D. B. Sweeney: One of the ways I wanted to make it different is I wanted the audience to feel something for the characters as well as have a good time. I want the audience to feel like the characters are like them. You know, everyone senses anxiety as they approach those unattained milestones. In high school you’re always told you’re the next great quarterback or the next valedictorian. But there’s only a small amount of people who actually succeed in that conventional sense.

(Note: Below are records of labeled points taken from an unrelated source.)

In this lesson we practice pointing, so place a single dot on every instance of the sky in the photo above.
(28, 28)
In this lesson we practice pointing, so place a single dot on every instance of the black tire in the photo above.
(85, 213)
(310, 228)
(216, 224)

So the question is, are all those other people losers? And the answer is no.


Connect Savannah: I interviewed Paul Hipp when he was down here filming Midnight in the Garden of Good and Evil. He must be a lot of fun on the set.

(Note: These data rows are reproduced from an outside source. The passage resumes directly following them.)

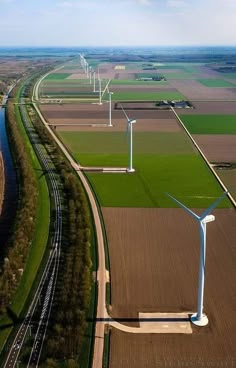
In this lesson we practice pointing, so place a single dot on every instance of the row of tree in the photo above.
(23, 231)
(73, 291)
(2, 180)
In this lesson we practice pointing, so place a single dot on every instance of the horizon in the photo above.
(121, 23)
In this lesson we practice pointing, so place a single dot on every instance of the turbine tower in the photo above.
(100, 91)
(199, 318)
(130, 123)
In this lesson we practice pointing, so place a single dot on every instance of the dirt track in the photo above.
(154, 267)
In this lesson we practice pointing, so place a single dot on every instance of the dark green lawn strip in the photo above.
(137, 82)
(185, 176)
(110, 143)
(147, 96)
(210, 124)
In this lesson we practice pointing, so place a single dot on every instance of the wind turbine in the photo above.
(90, 75)
(130, 123)
(199, 318)
(94, 81)
(110, 94)
(100, 91)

D. B. Sweeney: Oh, Paul’s a character. One of the hard things about directing this film was that I didn’t really get to goof around as much with all the horseplay. But I secretly had a lot of laughs.

I’m very lucky to have them both in my movie. John and I were at NYU together 25 years ago. He’s my oldest friend in the business. Now he’s the godfather to my daughter. Paul I’ve known for about ten years. He was so good as Buddy Holly on Broadway, and I just feel like he never really got the appreciation I thought he deserved. So I guess you could say this is the first movie that will unleash the fresh talent of Paul Hipp on a mass audience (laughs).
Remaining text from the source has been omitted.